Learn that name. You can win admiration this weekend by deploying it at BBQs or among fellow beach-goers. You can complain knowledgeably in the pub: “Yeah, it’s the ******** Phaeocystis innit?” In no time at all you’ll hear it on the Today programme.

Here’s what else I learnt:

Locally it’s believed to be cause by a combination of a few things

1.     Water reaching a critical temperature

2.     The nutrient loading caused by the Bognor weed banks breaking away and rotting down – subsequently pulled along the coast

3.     Nutrient enrichment caused by outfalls & run off.

OSPAR  did a study on it in Belgium, Holland and Germany. – below is the link to the full article.

https://oap.ospar.org/en/ospar-assessments/intermediate-assessment-2017/pressures-human-activities/eutrophication/trends-phaeocystis-blooms/

Delta + Plain + Mountain

Posted in Uncategorized with tags , on May 30, 2018 by cliffdean

At the beginning of May we spent 6 exciting days in Catalonia with Steve West of Birding in Spain. 2 days each in the Ebro Delta, Sierra de Guara & Pyrenees.

189 species, so many of these I’d only seen once or twice or not very well many I’d not seen for years, others I’d only seen in isolation so no opportunity to compare & distinguish songs. To get this in perspective, bird race teams can find such a number in one day – in fact the Catalan record is 230………

First morning: a 4-hour boat trip out from Tarragona in the company of Catalan & US birders: followed by Yellow-legged & Audouin’s Gulls with a few LB, MU & even HG thrown in. Soon attracting Balearic Shearwaters, a Northern Gannet & eventually Storm Petrels.

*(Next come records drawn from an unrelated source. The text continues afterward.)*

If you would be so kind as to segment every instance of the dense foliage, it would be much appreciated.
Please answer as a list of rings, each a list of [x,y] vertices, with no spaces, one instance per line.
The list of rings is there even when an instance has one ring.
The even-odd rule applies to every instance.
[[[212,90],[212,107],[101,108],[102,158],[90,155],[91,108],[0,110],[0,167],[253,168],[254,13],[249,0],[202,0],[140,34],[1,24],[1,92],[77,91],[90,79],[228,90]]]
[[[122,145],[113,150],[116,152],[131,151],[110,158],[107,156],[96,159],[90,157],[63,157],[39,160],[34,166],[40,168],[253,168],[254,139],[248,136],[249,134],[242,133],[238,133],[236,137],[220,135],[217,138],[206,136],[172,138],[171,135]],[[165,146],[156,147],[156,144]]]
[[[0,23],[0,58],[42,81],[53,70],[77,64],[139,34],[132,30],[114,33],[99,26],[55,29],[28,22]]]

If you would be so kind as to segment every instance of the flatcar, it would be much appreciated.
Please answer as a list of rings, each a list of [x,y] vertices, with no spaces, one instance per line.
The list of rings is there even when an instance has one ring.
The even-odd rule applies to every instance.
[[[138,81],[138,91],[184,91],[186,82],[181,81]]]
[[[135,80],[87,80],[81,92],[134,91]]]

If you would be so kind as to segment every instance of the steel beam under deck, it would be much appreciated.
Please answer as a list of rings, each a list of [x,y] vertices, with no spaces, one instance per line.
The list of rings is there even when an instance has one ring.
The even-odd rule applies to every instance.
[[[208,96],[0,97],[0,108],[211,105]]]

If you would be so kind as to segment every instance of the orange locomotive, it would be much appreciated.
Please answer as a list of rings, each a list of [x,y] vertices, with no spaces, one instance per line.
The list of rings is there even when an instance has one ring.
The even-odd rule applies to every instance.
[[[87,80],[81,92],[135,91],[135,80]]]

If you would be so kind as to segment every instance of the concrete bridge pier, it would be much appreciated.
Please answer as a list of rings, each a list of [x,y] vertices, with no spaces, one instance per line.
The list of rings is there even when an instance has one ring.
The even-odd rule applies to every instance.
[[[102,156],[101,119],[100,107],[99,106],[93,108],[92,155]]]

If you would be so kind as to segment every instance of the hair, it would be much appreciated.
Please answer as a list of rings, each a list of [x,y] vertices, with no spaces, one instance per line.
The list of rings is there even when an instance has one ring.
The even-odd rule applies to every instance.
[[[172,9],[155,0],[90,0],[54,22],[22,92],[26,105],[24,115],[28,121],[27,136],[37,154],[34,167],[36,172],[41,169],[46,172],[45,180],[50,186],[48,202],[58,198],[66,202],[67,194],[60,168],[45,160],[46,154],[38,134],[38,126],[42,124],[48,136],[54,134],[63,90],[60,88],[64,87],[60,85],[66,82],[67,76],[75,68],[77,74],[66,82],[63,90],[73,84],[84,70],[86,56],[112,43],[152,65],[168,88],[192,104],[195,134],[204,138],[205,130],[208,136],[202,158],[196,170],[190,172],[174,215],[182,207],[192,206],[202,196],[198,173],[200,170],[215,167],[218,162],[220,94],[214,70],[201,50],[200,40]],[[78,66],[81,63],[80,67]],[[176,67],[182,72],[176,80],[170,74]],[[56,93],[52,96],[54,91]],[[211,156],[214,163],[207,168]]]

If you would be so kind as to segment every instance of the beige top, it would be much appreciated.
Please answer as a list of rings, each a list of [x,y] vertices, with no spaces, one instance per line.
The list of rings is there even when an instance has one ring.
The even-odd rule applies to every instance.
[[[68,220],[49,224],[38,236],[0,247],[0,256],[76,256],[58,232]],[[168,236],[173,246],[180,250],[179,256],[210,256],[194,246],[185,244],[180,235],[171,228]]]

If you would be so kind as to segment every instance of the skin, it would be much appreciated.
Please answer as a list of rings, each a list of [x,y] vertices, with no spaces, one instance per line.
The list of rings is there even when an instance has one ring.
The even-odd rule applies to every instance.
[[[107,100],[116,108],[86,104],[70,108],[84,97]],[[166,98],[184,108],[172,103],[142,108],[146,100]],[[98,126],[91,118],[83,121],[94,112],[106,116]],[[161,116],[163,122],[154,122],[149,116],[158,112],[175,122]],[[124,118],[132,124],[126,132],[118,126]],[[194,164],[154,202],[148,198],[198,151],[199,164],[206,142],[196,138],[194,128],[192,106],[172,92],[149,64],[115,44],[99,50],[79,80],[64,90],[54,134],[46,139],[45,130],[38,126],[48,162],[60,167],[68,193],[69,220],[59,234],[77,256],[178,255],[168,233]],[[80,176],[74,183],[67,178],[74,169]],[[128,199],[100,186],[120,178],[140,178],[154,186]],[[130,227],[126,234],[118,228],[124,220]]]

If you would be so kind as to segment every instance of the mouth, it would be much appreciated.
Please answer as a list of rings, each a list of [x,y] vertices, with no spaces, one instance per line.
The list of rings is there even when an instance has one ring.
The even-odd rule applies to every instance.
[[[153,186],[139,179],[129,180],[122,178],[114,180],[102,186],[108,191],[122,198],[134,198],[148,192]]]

Out in the Delta, a hard-to-keep-up list of Greater Flamingos, migrant waders & terns (Whiskered, Caspian, Gull-billed), reed-birds (Reed, Great Reed, Savi’s W, Purple Heron, Little Bittern, Squacco Heron Purple Swamphen).  Passerines like Spanish Wagtail, Penduline Tit, Pied Flycatcher….Collared Pratincole….Osprey…Long-eared Owl…. You get the idea.

Of the three places we stayed – all good – this was my favourite: Hosteria de Guara. Won over by an amuse-bouche of fresh cockles in a gin&tonic jelly (unable to conceive of how anyone would come up with that).

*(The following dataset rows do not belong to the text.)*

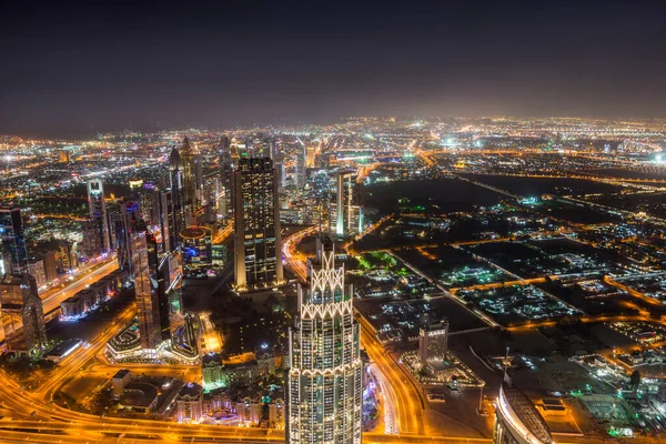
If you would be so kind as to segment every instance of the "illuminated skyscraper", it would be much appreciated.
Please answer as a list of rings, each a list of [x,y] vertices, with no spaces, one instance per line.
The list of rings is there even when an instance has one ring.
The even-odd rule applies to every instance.
[[[37,281],[28,273],[21,279],[21,293],[23,303],[21,319],[28,353],[32,354],[47,347],[47,327],[44,324],[44,310],[37,290]]]
[[[353,291],[335,249],[317,240],[307,284],[299,285],[299,317],[290,331],[290,444],[361,443],[363,362]]]
[[[130,250],[141,347],[155,350],[162,341],[157,241],[140,218],[132,221]]]
[[[270,158],[241,158],[234,171],[234,278],[239,290],[281,283],[282,243]]]
[[[294,159],[295,171],[295,184],[297,188],[305,185],[305,170],[307,160],[307,148],[301,140],[297,140],[299,148],[296,149],[296,157]]]
[[[162,251],[173,252],[178,244],[178,213],[173,192],[160,191],[160,231],[162,232]]]
[[[430,360],[444,361],[448,351],[448,320],[428,323],[418,332],[418,357],[425,363]]]
[[[183,139],[180,151],[183,171],[183,209],[185,214],[194,214],[198,208],[196,201],[196,150],[190,143],[190,139]]]
[[[231,140],[223,135],[219,145],[220,153],[220,178],[222,184],[222,203],[221,213],[224,216],[233,214],[233,159],[231,157]]]
[[[28,252],[23,221],[18,206],[0,209],[0,239],[2,239],[1,274],[20,275],[28,270]]]
[[[107,219],[107,203],[104,202],[104,185],[101,179],[88,181],[88,210],[92,226],[91,251],[105,253],[110,250],[109,220]]]
[[[335,221],[335,234],[355,234],[361,230],[362,210],[355,195],[354,174],[340,171],[336,175],[336,200],[331,219]],[[333,218],[334,216],[334,218]]]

Red-rumped Swallows, Melodious, Sardininan & Subalpine Warblers, Eagle Owl, Black Wheatear, Hoopoe, Bee eater, Woodchat Shrike, 

Lammergeier, Tawny Pipit, Orphean Warbler, Dartford Warbler

Half a mile of incredible inland cliffs with Lesser Kestrels, Alpine Choughs, Red-billed Choughs, Rock Sparrows, Bee-eaters, while along the river behind us were singing Nightingale, Golden Oriole, Wryneck, Melodious Warbler and on the roadside, Black-eared Wheatears.

Lark world: Thekla, Greater & Lesser Short-toed, Calandra all singing at once. Nearby: Stone-curlew, Little Bustard, Montagu’s Harrier, Roller

Chasing Spectacled & Dartford Warblers. Overhead: Golden & Short-toed Eagles, Red & Black Kites, Griffon Vultures.

Booted Eagle overhead, Tawny Pipits to the side, Orphean Warbler singing among the olives below

Lunch with Griffon Vultures gliding past at eye-level.

Picnic with Citril Finch, Black Woodpecker, Rock Bunting, Lammergeier, Goshawk, Booted Eagle, Crossbill, Red Squirrel, as well as exciting mountain specialities such as Dunnock! Robin! Chiffchaff! Goldcrest! Jay!

Rock Thrush, Red-backed Shrike, Northern Wheatear, both Choughs, Alpine Accentor, Water Pipit, Dipper, Marmot, Chamois.

En route for Barcelona, crags by a dam, with Bonelli’s Eagle, Griffon & Egyptian Vulture, Blue Rock Thrush., then former dry country, now irrigated: Crested Larks. No more bustards or sandgrouse.